Introduction Post-mortem studies suggest that chronic pancreatitis is present in 6–12% of the population, yet the diagnosis of chronic pancreatitis is infrequent. We hypothesised that previously undetected pancreatic exocrine insufficiency is seen in unselected patients referred to secondary care gastroenterology clinics.
Methods A multicentre retrospective analysis of all gastroenterology patients tested for faecal elastase (FEL-1) between 2009–13 was performed. In Sheffield and Middlesbrough a FEL-1 <200 μg/g was defined as abnormal. Demographics, indication, co-morbidities and response to enzyme supplementation were recorded. Additionally, the findings of abdominal imaging were recorded. Prevalence of low FEL-1 was compared between the two centres (Fishers exact test). Binary logistic regression was used to determine if comorbidities could predict pancreatic insufficiency.

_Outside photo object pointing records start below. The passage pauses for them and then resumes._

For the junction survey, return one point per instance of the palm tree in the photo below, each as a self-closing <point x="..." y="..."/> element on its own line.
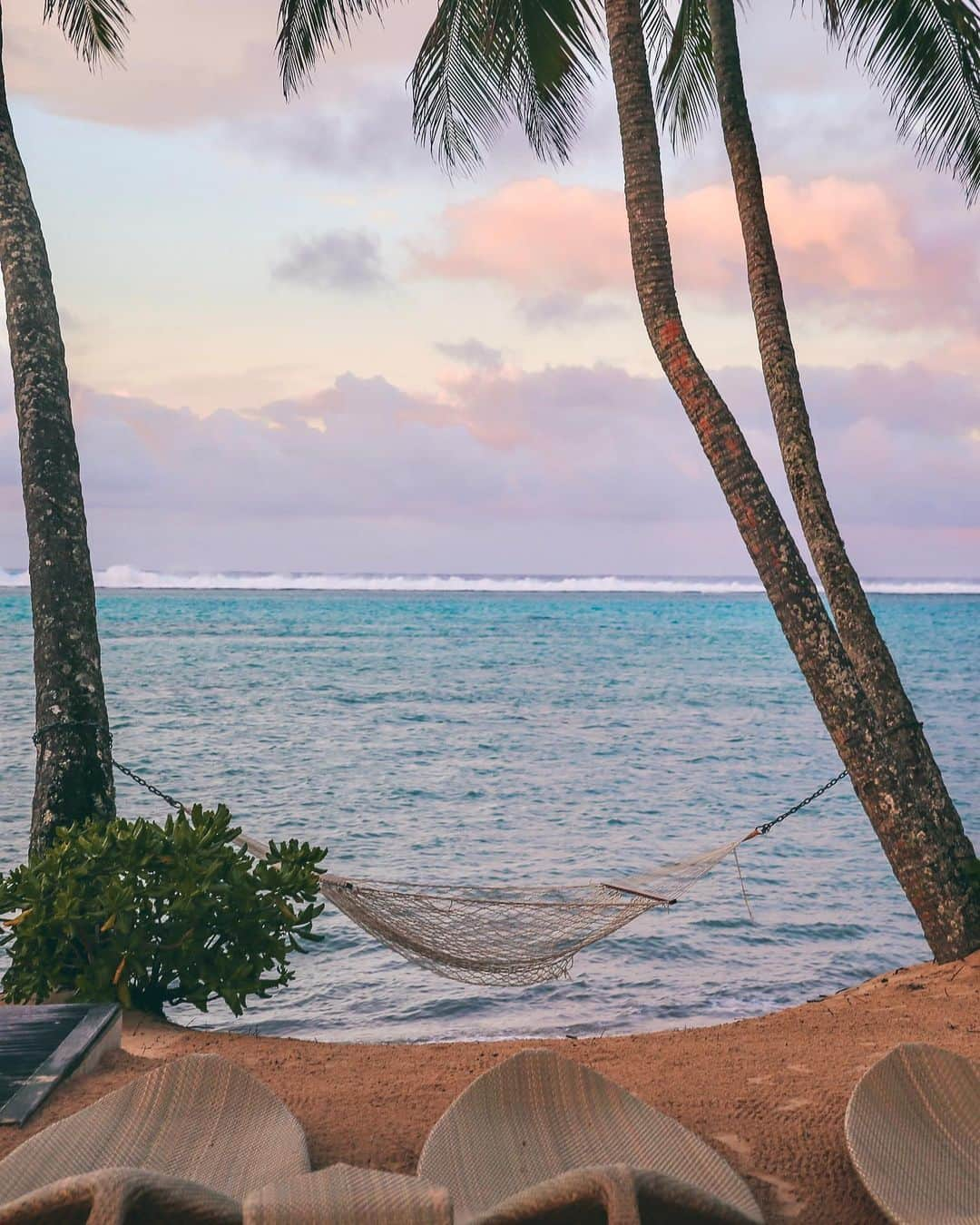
<point x="74" y="765"/>
<point x="926" y="54"/>
<point x="486" y="60"/>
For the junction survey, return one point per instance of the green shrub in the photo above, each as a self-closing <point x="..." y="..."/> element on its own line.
<point x="151" y="914"/>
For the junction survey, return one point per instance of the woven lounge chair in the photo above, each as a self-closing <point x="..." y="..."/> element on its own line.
<point x="543" y="1138"/>
<point x="188" y="1141"/>
<point x="913" y="1133"/>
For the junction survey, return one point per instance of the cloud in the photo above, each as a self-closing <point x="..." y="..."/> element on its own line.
<point x="345" y="260"/>
<point x="189" y="63"/>
<point x="847" y="247"/>
<point x="573" y="445"/>
<point x="472" y="353"/>
<point x="565" y="309"/>
<point x="535" y="237"/>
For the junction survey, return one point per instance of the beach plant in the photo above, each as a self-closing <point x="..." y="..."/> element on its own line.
<point x="157" y="914"/>
<point x="74" y="769"/>
<point x="484" y="62"/>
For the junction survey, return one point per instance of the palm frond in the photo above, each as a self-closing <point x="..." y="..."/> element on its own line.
<point x="94" y="28"/>
<point x="685" y="91"/>
<point x="485" y="60"/>
<point x="658" y="28"/>
<point x="925" y="55"/>
<point x="310" y="28"/>
<point x="552" y="70"/>
<point x="457" y="92"/>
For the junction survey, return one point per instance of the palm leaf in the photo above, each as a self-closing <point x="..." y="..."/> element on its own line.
<point x="485" y="60"/>
<point x="686" y="91"/>
<point x="552" y="70"/>
<point x="310" y="28"/>
<point x="93" y="27"/>
<point x="925" y="55"/>
<point x="658" y="28"/>
<point x="457" y="88"/>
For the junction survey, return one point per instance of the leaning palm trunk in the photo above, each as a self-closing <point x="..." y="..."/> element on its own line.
<point x="927" y="797"/>
<point x="74" y="769"/>
<point x="924" y="868"/>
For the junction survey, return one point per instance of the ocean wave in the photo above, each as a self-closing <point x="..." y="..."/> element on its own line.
<point x="132" y="577"/>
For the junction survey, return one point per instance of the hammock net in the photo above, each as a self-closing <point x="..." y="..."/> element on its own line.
<point x="505" y="935"/>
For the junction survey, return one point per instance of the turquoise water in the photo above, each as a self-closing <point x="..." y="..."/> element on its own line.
<point x="531" y="735"/>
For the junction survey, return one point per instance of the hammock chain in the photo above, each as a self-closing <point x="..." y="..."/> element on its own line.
<point x="815" y="795"/>
<point x="124" y="769"/>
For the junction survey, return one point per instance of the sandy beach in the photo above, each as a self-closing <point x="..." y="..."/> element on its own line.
<point x="769" y="1093"/>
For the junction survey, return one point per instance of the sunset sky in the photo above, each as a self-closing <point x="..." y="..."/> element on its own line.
<point x="296" y="345"/>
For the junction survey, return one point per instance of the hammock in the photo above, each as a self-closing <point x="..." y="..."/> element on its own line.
<point x="499" y="935"/>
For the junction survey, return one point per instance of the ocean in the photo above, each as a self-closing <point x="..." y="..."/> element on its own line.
<point x="518" y="729"/>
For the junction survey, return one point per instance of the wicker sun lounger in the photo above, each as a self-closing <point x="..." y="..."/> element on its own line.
<point x="541" y="1133"/>
<point x="185" y="1142"/>
<point x="913" y="1132"/>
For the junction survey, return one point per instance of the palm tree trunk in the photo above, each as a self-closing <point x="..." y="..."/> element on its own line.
<point x="74" y="767"/>
<point x="923" y="868"/>
<point x="855" y="622"/>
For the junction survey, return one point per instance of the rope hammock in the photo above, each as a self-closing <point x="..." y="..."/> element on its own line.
<point x="497" y="935"/>
<point x="504" y="935"/>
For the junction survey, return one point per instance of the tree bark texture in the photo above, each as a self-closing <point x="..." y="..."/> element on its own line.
<point x="74" y="760"/>
<point x="927" y="794"/>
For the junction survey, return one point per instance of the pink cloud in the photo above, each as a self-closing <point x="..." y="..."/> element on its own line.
<point x="535" y="237"/>
<point x="836" y="237"/>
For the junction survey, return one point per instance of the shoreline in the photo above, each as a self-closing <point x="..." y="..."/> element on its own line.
<point x="767" y="1092"/>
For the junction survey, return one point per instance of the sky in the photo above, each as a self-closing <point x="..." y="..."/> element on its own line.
<point x="297" y="345"/>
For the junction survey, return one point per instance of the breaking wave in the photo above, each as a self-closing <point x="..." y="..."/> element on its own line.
<point x="132" y="577"/>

Results 1887 patients (mean age 51.6, SD 16.91, 1144 females) were included. Sheffield’s group contained 1350 patients (mean age 49.1, SD 16.37, 857 females), and Middlesbrough’s 537 (mean age 57.9, SD 16.60, 287 female).
The most common indication to test FEL-1 was diarrhoea (n = 1252), followed by abdominal pain (n = 378) and weight loss (n = 125).

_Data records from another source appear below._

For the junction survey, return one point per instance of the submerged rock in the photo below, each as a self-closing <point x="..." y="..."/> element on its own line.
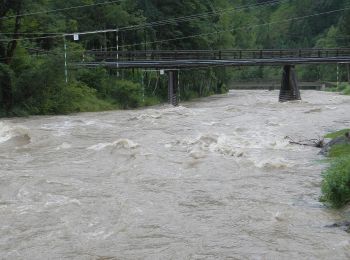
<point x="343" y="225"/>
<point x="336" y="141"/>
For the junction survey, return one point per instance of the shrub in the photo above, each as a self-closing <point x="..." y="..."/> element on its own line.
<point x="336" y="183"/>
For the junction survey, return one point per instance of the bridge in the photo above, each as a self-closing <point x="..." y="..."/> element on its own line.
<point x="173" y="61"/>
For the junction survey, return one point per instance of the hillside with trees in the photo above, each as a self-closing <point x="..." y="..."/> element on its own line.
<point x="32" y="47"/>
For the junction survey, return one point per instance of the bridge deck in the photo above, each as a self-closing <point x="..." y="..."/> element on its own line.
<point x="207" y="58"/>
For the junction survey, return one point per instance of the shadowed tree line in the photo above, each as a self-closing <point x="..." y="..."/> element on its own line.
<point x="32" y="79"/>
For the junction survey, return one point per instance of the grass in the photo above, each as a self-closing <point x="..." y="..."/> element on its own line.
<point x="336" y="178"/>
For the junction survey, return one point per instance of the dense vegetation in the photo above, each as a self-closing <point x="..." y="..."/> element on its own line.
<point x="32" y="78"/>
<point x="336" y="182"/>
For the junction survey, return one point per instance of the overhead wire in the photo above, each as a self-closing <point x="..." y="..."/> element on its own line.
<point x="150" y="24"/>
<point x="239" y="28"/>
<point x="223" y="31"/>
<point x="61" y="9"/>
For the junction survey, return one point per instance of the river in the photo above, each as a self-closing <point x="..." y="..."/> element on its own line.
<point x="211" y="179"/>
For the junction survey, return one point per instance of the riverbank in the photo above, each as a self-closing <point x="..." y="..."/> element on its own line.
<point x="336" y="182"/>
<point x="212" y="178"/>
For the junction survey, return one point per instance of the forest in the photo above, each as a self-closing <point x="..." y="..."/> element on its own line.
<point x="35" y="36"/>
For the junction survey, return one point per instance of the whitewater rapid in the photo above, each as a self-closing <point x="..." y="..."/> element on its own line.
<point x="212" y="179"/>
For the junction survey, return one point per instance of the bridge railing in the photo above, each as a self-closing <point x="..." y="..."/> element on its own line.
<point x="217" y="54"/>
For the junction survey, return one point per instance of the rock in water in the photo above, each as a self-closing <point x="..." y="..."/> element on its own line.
<point x="336" y="141"/>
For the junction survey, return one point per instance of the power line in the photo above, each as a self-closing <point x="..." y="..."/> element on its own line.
<point x="150" y="24"/>
<point x="239" y="28"/>
<point x="201" y="15"/>
<point x="222" y="31"/>
<point x="60" y="10"/>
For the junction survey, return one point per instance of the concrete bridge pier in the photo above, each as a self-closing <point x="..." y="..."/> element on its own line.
<point x="173" y="83"/>
<point x="289" y="88"/>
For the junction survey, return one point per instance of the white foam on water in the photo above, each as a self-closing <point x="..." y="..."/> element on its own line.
<point x="121" y="143"/>
<point x="64" y="146"/>
<point x="8" y="132"/>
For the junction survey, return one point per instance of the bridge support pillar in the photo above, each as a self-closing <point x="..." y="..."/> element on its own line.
<point x="173" y="83"/>
<point x="289" y="88"/>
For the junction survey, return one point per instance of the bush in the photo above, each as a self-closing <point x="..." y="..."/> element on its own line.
<point x="336" y="183"/>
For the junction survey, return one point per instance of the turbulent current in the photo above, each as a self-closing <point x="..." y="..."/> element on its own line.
<point x="211" y="179"/>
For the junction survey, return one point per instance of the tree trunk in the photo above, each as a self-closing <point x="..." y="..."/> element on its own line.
<point x="8" y="52"/>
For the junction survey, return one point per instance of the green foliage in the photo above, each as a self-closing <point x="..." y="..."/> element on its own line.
<point x="336" y="183"/>
<point x="32" y="75"/>
<point x="339" y="151"/>
<point x="336" y="179"/>
<point x="127" y="94"/>
<point x="337" y="134"/>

The overall prevalence of low FEL-1 was 11.4% (Sheffield 11.0% vs. Middlesbrough 22.9% p < 0.0001). 13.7% (n = 171/1252) of patients with diarrhoea as the predominant symptom had FEL-1 <200. Of those with abdominal pain and weight loss 12.4% (n = 47/378) and 27.2% (n = 35/125) had low FEL-1 respectively.
86.8% (n = 236) of patients with low FEL-1 had abdominal imaging, (MRI, CT or US). 50% of imaging was normal (n = 136), 33.1% (n = 90) demonstrated pancreatic pathology consistent with either chronic pancreatitis or malignancy.

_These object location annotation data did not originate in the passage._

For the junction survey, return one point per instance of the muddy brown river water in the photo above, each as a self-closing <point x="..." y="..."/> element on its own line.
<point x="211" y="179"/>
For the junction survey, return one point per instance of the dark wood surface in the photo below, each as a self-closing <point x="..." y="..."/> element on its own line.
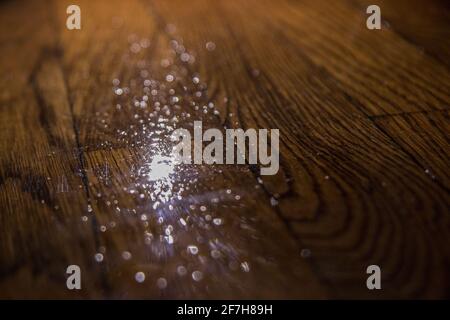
<point x="364" y="149"/>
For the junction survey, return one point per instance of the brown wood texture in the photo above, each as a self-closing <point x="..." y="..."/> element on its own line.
<point x="364" y="149"/>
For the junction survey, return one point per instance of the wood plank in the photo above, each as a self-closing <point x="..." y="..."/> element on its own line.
<point x="41" y="191"/>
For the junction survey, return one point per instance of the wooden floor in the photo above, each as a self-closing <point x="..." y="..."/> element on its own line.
<point x="364" y="139"/>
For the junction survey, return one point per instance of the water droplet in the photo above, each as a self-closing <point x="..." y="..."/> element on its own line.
<point x="181" y="270"/>
<point x="210" y="46"/>
<point x="273" y="202"/>
<point x="139" y="277"/>
<point x="98" y="257"/>
<point x="192" y="249"/>
<point x="126" y="255"/>
<point x="305" y="253"/>
<point x="197" y="275"/>
<point x="161" y="283"/>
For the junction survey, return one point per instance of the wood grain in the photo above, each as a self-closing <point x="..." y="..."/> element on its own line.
<point x="364" y="149"/>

Binary logistical regression showed FEL-1 <200 was strongly associated with excess alcohol intake, diabetes mellitus, intrinsic pancreatic disease (malignant or non-malignant) and HIV infection (p < 0.0001).
79% (n = 128) of patients treated with pancreatic enzyme supplementation subjectively reported benefit from therapy. 12.3% (n = 20) had no benefit and in 8.6% (n = 14) it was not possible to assess benefit from medical records.
Conclusion This is the largest study to report detection of exocrine pancreatic disease in unselected gastroenterology clinics. Exocrine pancreatic insufficiency is strongly associated with diabetes mellitus, intrinsic pancreatic disease, high alcohol intake and HIV. Creon provides symptomatic benefit for those with pancreatic insufficiency, but further work is needed to establish appropriate dosage of enzyme supplementation. Clinicians should have a low threshold for checking FEL-1.
Disclosure of Interest None Declared.